A couple streets away, there is a curated secondhand store – more the owner’s dream house than a true shop – that holds myriad kinds of stained glass. Everything from repurposed window frames to cathedral windows, refracting rainbows out of flowers, mountains, geometric shapes, a goddess sitting on a moon. The owner tells us that one of the artists offers lessons to anyone from pairs to groups of twelve. And that the art of glass is not as hard as it looks. “Glass is forgiving,” she says. Especially if you use grout instead of lead. Then the shards don’t have to fit together equidistantly at every edge; the grout will fill in the gaps.


She is determined to memorize “Desiderata,” that famous poem from the 1920s, but must have misplaced her copy of it in one of her books. Nonetheless its spirit is quoted in bits throughout the week.

“With all its sham, drudgery, and broken dreams, it is still a beautiful world. Be cheerful. Strive to be happy.”

Apparently, some recitations by famous people replace “cheerful” with “careful.”


Sweeping the cinders is one way I am able to help, or at least care for what I burn. On the last night, in my eagerness to keep the fire roaring, the cabin warm and myself useful, I add one log too many. The fire alarm blares and she comes out of her room, coughing up smoke as she finds a chair to stand on. “Don’t worry,” she says.

Don’t worry baby

I’ve heard it so many times, I’m nearly sick of myself.
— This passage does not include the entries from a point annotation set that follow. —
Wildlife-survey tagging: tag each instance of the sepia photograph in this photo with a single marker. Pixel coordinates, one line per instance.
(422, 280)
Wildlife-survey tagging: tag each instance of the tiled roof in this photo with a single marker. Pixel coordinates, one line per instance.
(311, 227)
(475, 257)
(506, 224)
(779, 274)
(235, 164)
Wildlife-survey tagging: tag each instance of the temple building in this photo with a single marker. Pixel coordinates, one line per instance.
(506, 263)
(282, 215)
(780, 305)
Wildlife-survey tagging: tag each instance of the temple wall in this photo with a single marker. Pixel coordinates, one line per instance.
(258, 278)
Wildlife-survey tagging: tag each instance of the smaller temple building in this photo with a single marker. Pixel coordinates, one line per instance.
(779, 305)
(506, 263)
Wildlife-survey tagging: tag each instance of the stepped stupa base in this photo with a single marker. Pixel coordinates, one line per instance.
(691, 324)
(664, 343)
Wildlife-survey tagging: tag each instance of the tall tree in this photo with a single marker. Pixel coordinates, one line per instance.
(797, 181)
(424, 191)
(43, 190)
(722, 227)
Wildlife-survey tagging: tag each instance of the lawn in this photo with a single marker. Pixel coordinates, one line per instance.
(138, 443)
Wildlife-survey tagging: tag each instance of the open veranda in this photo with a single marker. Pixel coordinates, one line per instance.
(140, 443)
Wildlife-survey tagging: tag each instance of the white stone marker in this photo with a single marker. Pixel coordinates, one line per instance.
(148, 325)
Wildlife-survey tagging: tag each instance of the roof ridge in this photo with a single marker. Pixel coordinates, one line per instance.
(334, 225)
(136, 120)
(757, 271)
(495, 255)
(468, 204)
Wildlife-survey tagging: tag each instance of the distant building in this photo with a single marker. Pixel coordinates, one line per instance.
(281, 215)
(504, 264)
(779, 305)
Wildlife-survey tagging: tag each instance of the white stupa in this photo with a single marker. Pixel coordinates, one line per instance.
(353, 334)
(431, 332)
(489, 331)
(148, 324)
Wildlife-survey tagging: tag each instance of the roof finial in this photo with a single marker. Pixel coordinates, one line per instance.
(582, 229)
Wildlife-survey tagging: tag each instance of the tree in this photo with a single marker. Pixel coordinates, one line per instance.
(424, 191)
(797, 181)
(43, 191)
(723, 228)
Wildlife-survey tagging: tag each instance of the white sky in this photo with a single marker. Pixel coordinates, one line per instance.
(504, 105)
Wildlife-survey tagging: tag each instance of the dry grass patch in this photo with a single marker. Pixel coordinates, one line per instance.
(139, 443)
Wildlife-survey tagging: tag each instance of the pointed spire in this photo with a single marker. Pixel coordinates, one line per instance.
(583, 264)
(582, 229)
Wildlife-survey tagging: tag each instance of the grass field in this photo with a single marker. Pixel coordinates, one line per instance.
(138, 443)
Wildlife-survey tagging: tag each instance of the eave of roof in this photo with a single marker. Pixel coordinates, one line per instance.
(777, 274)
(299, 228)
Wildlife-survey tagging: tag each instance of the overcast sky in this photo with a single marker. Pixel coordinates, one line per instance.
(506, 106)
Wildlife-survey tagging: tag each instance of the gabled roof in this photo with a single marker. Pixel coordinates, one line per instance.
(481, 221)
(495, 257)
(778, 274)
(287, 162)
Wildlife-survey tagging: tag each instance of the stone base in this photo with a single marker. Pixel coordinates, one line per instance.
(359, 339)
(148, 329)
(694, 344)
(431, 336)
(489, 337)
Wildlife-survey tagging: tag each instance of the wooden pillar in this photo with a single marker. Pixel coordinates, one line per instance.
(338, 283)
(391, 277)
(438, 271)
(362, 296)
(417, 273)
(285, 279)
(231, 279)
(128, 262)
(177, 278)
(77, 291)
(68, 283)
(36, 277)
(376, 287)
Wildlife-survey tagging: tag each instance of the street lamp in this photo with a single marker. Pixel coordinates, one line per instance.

“First, I was asking, ‘What makes a good doctor?’ That’s why I took the year off. To find out before medical school. But that became less useful, more derivative. So then I asked, ‘What makes a good person?’ And then it was, ‘What’s a person?’ But now I’m down to, ‘What?’”


“You know those pictures you took of me in front of the glass studio? They’re better than any I took today.”

“Will you send them to your parents?” she asks.

“Yes, to prove I’m going outside and having fun.”

“Do they think you’re suffering?”

“On what level?” I laugh.

She pauses. “Because you’re in South Dakota, you can’t be having fun?” Another pause. “You have to find fun.”


Another text: “What’s the point of going if you don’t enjoy yourself?”

Don’t worry baby

The Denver airport is so loud. And there are so many people. So many walkways, lights and sounds. Peace seems even further now.

“Know where you’re going?” the conductor asks.